One of the challenges in the current high interest rate environment is attracting talent to grow the businesses. Bicknell at Mariner Wealth says paying good talent is getting harder and harder. That sentiment is echoed by Deb Wetherby, the managing partner of Wetherby Asset Management of San Francisco, which merged with Seattle-based Laird Norton Wealth Management to create a West Coast powerhouse last year.

Wetherby says her firm did a midyear compensation study and felt that mid-level people with four to seven years under their belt were most in demand and not getting paid well enough. “That’s what we found from doing the salary survey, and so we made adjustments. … It feels to me like there is the most competition for mid-level people,” she says, “because those people really add a lot of value.” She describes this cohort as wealth managers in training who are supporting the senior people, “whether it’s running financial projections or researching issues or preparing meeting decks.”

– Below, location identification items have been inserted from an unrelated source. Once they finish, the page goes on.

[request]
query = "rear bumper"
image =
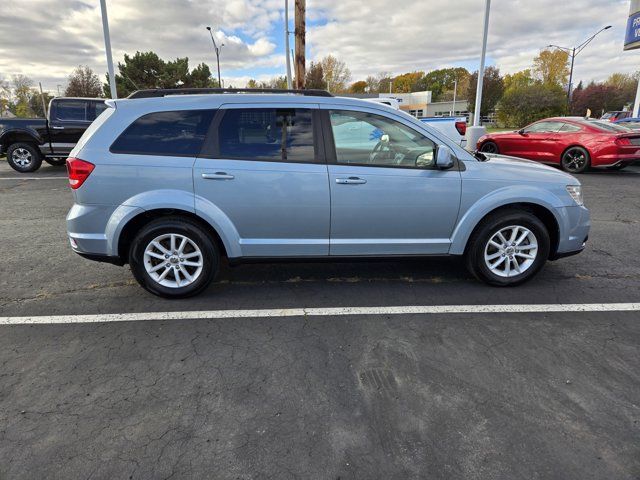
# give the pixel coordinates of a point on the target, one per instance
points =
(94, 230)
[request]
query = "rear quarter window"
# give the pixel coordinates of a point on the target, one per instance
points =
(174, 133)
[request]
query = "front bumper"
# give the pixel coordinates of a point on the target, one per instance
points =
(575, 223)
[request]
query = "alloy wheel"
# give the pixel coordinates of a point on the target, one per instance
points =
(574, 160)
(511, 251)
(173, 260)
(22, 157)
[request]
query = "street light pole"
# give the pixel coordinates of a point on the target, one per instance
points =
(476, 131)
(286, 43)
(573, 53)
(217, 50)
(476, 113)
(107, 46)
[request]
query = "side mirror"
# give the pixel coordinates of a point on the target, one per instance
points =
(444, 158)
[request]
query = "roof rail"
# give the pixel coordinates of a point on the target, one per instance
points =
(163, 92)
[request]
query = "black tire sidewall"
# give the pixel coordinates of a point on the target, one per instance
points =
(211, 256)
(581, 170)
(35, 155)
(475, 255)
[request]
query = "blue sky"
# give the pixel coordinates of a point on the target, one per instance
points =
(371, 36)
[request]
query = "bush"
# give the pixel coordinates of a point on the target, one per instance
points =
(524, 104)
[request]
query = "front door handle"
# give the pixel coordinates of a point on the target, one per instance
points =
(217, 176)
(350, 181)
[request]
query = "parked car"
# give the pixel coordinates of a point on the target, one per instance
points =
(630, 122)
(573, 143)
(170, 183)
(453, 127)
(615, 115)
(28, 141)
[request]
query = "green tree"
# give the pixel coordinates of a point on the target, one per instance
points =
(36, 104)
(492, 90)
(314, 78)
(83, 83)
(335, 73)
(358, 87)
(408, 82)
(148, 70)
(519, 79)
(524, 103)
(551, 67)
(22, 92)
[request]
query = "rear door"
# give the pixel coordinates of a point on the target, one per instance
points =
(69, 119)
(387, 197)
(264, 168)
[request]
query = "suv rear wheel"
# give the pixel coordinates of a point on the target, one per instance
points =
(508, 248)
(24, 157)
(173, 257)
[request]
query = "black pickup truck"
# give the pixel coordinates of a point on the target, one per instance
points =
(28, 141)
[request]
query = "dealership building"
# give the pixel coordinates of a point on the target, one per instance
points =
(419, 104)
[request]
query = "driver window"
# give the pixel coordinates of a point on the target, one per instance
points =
(373, 140)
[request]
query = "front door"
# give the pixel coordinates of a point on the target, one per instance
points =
(387, 197)
(264, 169)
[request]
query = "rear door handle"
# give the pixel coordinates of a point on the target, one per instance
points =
(350, 181)
(217, 176)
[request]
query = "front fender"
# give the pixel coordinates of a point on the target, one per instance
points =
(502, 197)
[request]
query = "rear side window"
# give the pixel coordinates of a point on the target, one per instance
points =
(266, 134)
(176, 133)
(71, 111)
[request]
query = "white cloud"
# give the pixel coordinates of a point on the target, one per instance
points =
(54, 36)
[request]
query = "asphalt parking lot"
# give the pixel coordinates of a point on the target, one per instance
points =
(515, 395)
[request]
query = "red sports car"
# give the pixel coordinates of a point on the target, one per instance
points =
(574, 143)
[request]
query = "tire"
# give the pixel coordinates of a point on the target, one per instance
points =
(143, 257)
(24, 157)
(479, 248)
(56, 162)
(489, 147)
(575, 160)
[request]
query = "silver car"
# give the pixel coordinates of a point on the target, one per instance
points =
(169, 181)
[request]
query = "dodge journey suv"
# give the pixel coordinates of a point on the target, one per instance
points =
(169, 181)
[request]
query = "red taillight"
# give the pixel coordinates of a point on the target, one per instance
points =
(78, 171)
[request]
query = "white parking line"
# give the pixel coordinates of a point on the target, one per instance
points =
(34, 178)
(323, 312)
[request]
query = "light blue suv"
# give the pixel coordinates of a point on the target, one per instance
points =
(169, 181)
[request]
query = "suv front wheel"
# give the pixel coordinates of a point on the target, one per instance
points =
(173, 258)
(508, 248)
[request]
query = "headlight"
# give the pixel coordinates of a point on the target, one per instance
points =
(576, 193)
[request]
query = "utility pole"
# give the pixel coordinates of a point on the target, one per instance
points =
(217, 50)
(573, 52)
(107, 46)
(286, 43)
(455, 90)
(300, 42)
(476, 131)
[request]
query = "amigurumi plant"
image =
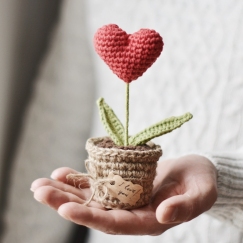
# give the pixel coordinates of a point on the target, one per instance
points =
(121, 167)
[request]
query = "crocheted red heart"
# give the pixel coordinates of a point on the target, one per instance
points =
(128, 56)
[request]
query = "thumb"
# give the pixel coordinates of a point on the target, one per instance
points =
(178, 209)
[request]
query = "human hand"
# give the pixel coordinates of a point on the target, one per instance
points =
(183, 189)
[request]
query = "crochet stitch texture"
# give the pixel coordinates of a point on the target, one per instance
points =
(127, 55)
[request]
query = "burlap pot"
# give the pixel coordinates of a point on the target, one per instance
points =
(138, 167)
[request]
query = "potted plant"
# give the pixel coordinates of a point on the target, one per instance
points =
(122, 167)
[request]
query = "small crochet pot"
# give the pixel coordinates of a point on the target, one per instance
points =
(138, 167)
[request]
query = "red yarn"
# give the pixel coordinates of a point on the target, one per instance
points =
(128, 56)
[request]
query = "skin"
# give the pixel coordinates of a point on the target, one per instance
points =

These are also going to be the people necessary to make a firm valuable to acquirers, who want to keep talent and keep it aligned for future years. Advisors are also dealing with asset outflows from clients retiring. Forty-two percent of advisors in this year’s Financial Advisor RIA survey said that assets withdrawn by retired clients accounted for their largest outflows and clients who died represented another 12.9% of outflows.

Despite the challenges advisors faced in 2022, many firm chiefs added that, in the end, they always gain during market turmoil, because that’s the time clients are susceptible to overtures from new counsel. Fifty-three percent of those RIA firms surveyed in Financial Advisor’s most recent survey said that assets from new clients accounted for most of their 2022 inflows, with 36% citing assets from existing clients. It could be that turmoil in other sectors (think of the recent regional banking and commercial real estate crisis) have once again shown potential clients that their funds might be safer in RIA relationships.

Ask David Hou of Evoke Advisors. His team fortuitously left two giant financial firms on the brink of cataclysm—they left Merrill Lynch in 2008 to form Luminous Capital, which they then sold to First Republic Bank. By the time First Republic was liquidated in 2023 after its own collapse, Hou’s team had already moved on and created Evoke in 2019—largely, Hou says, because his team’s alternative assets were easier to manage in a smaller context.

Hou says that banks’ aggressive move into wealth management will not likely threaten RIA growth. “I think people are saying, ‘Do I want to be at a bank that is 20 times levered as opposed to being at a custodian who is much more stable financially?’ … We tended to grow more quickly when the markets were volatile.”